The only reason I'm hesitant about taking the engine out is that I don't have a hoist large enough to lift it out of a boat. I thought about building a small rig to go up into the garage rafters.

Can I reuse the shell bearings? I have no reason to believe they're bad. The motor oil looked great and everything else screams of fresh engine.

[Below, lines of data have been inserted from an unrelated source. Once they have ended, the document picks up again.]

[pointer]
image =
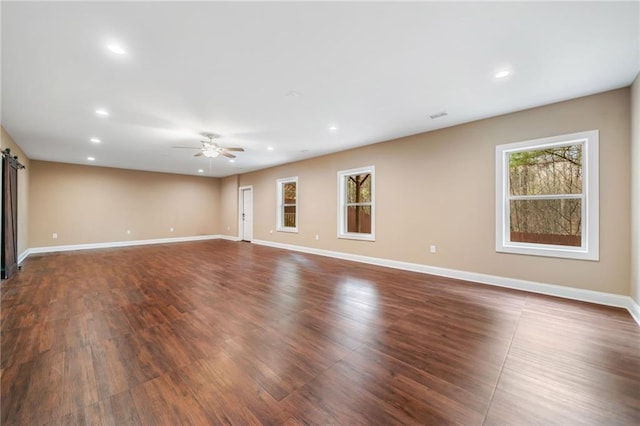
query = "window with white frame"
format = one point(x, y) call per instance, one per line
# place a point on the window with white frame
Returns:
point(356, 203)
point(547, 196)
point(287, 202)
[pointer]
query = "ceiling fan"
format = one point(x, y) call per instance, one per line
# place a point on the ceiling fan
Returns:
point(211, 149)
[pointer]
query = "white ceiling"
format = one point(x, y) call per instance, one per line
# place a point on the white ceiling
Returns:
point(374, 70)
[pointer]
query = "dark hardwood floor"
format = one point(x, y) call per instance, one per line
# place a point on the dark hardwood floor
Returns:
point(219, 332)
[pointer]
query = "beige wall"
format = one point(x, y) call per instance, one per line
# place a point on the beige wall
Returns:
point(438, 188)
point(23, 191)
point(635, 188)
point(87, 204)
point(229, 206)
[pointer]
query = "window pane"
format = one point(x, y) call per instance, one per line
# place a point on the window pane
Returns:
point(556, 170)
point(289, 192)
point(555, 222)
point(289, 219)
point(359, 188)
point(359, 219)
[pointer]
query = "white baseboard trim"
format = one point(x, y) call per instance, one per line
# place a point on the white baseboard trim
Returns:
point(583, 295)
point(634, 309)
point(92, 246)
point(23, 256)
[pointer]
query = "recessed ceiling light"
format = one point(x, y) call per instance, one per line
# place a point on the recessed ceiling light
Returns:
point(117, 49)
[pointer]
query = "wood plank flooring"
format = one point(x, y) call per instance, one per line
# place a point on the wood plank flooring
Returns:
point(218, 332)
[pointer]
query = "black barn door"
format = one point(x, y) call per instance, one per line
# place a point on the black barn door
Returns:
point(9, 252)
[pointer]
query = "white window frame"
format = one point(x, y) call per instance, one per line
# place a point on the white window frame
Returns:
point(590, 198)
point(280, 227)
point(342, 205)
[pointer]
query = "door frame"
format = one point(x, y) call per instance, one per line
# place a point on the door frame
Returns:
point(241, 190)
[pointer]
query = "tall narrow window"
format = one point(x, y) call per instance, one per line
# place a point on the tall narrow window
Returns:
point(356, 204)
point(547, 196)
point(287, 216)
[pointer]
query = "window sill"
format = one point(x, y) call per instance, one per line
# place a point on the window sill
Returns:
point(561, 252)
point(361, 237)
point(289, 230)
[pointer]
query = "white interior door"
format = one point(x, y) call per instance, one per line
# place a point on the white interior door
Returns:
point(246, 214)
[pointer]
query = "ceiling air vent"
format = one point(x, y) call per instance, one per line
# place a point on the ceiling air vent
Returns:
point(438, 115)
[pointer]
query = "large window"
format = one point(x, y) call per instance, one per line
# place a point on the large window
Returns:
point(547, 196)
point(356, 204)
point(287, 215)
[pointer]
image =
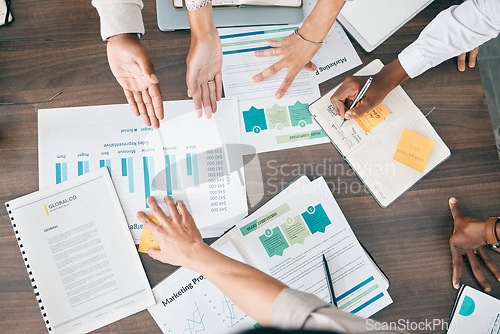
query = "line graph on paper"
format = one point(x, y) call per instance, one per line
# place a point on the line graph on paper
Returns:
point(195, 324)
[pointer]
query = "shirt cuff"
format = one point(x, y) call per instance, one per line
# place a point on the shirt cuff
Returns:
point(119, 18)
point(298, 305)
point(196, 4)
point(413, 61)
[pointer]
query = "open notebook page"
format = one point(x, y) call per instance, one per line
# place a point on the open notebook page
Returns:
point(371, 154)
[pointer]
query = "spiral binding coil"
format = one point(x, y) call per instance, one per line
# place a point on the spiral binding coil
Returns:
point(30, 273)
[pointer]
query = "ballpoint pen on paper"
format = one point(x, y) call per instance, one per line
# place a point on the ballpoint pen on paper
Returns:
point(329, 281)
point(359, 97)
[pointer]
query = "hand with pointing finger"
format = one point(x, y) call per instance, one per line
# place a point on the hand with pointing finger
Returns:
point(469, 239)
point(295, 55)
point(129, 61)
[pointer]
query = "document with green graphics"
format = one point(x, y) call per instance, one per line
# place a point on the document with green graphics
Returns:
point(285, 238)
point(79, 254)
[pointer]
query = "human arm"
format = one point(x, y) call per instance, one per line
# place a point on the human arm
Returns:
point(181, 244)
point(204, 61)
point(121, 22)
point(383, 82)
point(454, 31)
point(469, 239)
point(295, 53)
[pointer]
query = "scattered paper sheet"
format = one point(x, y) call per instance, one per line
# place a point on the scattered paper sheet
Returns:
point(195, 160)
point(413, 150)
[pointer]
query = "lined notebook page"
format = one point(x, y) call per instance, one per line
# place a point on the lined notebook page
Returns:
point(371, 154)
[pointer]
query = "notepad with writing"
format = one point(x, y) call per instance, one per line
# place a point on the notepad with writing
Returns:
point(79, 254)
point(390, 152)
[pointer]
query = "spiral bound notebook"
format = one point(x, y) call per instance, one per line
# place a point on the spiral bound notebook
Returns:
point(79, 254)
point(390, 148)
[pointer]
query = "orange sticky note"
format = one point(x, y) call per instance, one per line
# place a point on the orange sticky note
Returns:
point(147, 240)
point(413, 150)
point(370, 119)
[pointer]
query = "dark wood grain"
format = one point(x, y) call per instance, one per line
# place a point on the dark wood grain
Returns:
point(409, 240)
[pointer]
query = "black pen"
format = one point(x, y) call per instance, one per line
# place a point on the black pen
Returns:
point(329, 281)
point(359, 97)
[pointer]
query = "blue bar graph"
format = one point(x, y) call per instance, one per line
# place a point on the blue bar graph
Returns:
point(58, 172)
point(64, 166)
point(124, 166)
point(168, 174)
point(80, 168)
point(152, 173)
point(146, 178)
point(188, 164)
point(173, 170)
point(195, 171)
point(130, 167)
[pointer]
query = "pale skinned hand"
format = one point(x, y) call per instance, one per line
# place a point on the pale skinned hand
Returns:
point(295, 54)
point(468, 240)
point(130, 63)
point(177, 234)
point(204, 62)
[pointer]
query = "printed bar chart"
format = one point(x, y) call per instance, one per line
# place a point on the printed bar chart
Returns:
point(61, 172)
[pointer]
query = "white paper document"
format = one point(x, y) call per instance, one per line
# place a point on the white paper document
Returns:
point(267, 124)
point(80, 256)
point(475, 312)
point(189, 303)
point(337, 54)
point(287, 241)
point(196, 160)
point(285, 238)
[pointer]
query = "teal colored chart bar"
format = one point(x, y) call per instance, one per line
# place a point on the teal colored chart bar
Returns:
point(64, 171)
point(130, 167)
point(231, 52)
point(195, 171)
point(147, 191)
point(152, 173)
point(371, 301)
point(260, 32)
point(58, 173)
point(80, 168)
point(188, 164)
point(168, 174)
point(173, 170)
point(124, 166)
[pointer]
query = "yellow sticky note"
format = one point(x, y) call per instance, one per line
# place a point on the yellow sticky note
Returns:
point(413, 150)
point(370, 119)
point(147, 240)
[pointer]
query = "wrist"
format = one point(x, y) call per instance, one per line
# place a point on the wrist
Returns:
point(490, 230)
point(198, 256)
point(202, 24)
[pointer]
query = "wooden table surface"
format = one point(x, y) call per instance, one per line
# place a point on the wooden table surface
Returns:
point(54, 45)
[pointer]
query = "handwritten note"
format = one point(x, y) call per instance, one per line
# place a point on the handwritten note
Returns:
point(370, 119)
point(413, 150)
point(147, 240)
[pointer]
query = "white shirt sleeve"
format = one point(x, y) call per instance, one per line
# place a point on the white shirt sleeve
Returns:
point(119, 17)
point(455, 30)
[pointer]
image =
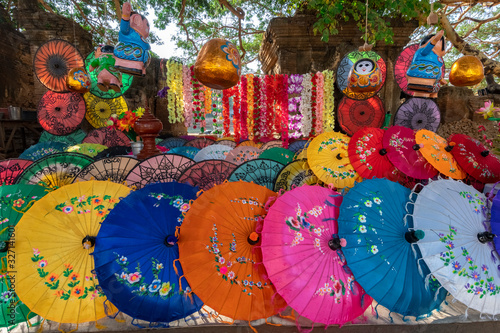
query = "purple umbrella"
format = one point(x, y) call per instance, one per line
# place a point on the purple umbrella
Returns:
point(418, 113)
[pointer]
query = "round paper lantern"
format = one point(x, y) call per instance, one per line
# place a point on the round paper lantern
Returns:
point(466, 71)
point(78, 80)
point(218, 65)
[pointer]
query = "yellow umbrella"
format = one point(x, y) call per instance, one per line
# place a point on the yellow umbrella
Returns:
point(327, 156)
point(54, 240)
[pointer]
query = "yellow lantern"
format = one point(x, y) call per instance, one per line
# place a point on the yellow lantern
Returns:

Since I can't use a starter on this engine without the drive, can I run a compression test just by turning the crank over by hand? I think I'll go ahead and take the engine out, tear it down. Re-hone and re-ring the engine. Clean and lap the valves. Put it back together and check for compression. If everything is good I'll put it back in the boat and test it out.
 

coastalcruiser

Chief Petty Officer
Joined
Aug 2, 2007
Messages
559
Re: Newly rebuilt Chrysler 360 froze up durring the winter (Rust, Not ice.). Now what

Here ya go Just had to add 4 extra 2'x6' cost $26
 

mkast

Lieutenant Commander
Joined
Nov 6, 2002
Messages
1,934
Re: Newly rebuilt Chrysler 360 froze up durring the winter (Rust, Not ice.). Now what

The only reason I'm hesitant about taking the engine out is that I don't have a hoist large enough to lift it out of a boat. I thought about building a small rig to go up into the garage rafters.

Can I reuse the shell bearings? I have no reason to believe they're bad. The motor oil looked great and everything else screams of fresh engine.


Since I can't use a starter on this engine without the drive, can I run a compression test just by turning the crank over by hand? I think I'll go ahead and take the engine out, tear it down. Re-hone and re-ring the engine. Clean and lap the valves. Put it back together and check for compression. If everything is good I'll put it back in the boat and test it out.


You can reuse everything except the gaskets.
Plastigage the bearings, clean the rings and internals, inspect according to the manufacturer's maintenance manual serviceable limits and reassemble.
Why would you hone the cylinders? The engine doesn't have any running time. Clean the cylinder walls.
The engine needs to spin a little faster then your arm can turn it.